Deutschlands drittgrößter Versicherungskonzern Talanx braucht beim Umbau seiner Lebensversicherungs-Sparte im Inland einen langen Atem. Vorstandschef Herbert Haas sagte am Mittwoch, das "Sorgenkind" werde noch zwei oder drei Jahre bis zu seiner Genesung brauchen. "Ich bin zuversichtlich, dass die Lebensversicherung nach drei bis fünf Jahren wieder zu einer Ertragsstütze werden wird." Das Unternehmen hatte Ende Juli den Ausstieg aus der klassischen Lebensversicherung beschlossen und will von 2017 an nur noch Produkte ohne die kostspieligen lebenslangen Garantien anbieten. Talanx gehört mit den Marken HDI Leben, Postbank Leben, Targo Leben und Neue Leben zu den fünf größten Anbietern von Lebensversicherungen in Deutschland.

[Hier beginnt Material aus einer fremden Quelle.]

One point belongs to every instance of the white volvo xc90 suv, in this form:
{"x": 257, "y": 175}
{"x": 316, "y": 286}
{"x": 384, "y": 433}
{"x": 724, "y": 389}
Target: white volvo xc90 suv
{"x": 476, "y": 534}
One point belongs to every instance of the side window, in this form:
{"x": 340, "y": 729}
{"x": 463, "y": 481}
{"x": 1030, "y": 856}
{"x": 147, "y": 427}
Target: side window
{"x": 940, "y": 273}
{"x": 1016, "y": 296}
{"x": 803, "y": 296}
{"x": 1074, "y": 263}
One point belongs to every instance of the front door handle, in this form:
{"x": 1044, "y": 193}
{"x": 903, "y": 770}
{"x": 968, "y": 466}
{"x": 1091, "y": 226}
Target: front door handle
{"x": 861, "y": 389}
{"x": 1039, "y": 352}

In der Bilanz habe Talanx in der Lebensversicherung jetzt aufgeräumt. Seit dem vergangenen Jahr seien die Bilanzrisiken vor allem durch Wertberichtigungen um 350 Millionen Euro gesenkt worden. "Für die nächsten zehn Jahre sind wir damit vor weiteren Abschreibungen gefeit", sagte Haas. Im zweiten Quartal schrieb Talanx den Firmenwert der Lebensversicherungs-Töchter von 155 Millionen Euro komplett ab. Das belastete den Quartalsgewinn, der um fast zwei Drittel auf 60 (Vorjahr: 165) Millionen Euro sank. Nur die Rückversicherungs-Tochter Hannover Rück rettete Talanx vor roten Zahlen. Mit dem operativen Geschäft zeigte sich Haas aber zufrieden: "Unsere Erwartungen an den Geschäftsverlauf sind übertroffen worden."

Für das Gesamtjahr 2015 peilt Talanx wegen der Firmenwert-Abschreibungen nur noch einen Gewinn von 600 bis 650 (2014: 769) Millionen Euro an. Die Aktionäre sollen aber keine Abstriche machen müssen: Die Dividende werde sich mindestens an den 1,25 Euro orientieren, die der Konzern für 2014 gezahlt habe, sagte Haas. Die Aktie legte zeitweise gegen den Markttrend zu.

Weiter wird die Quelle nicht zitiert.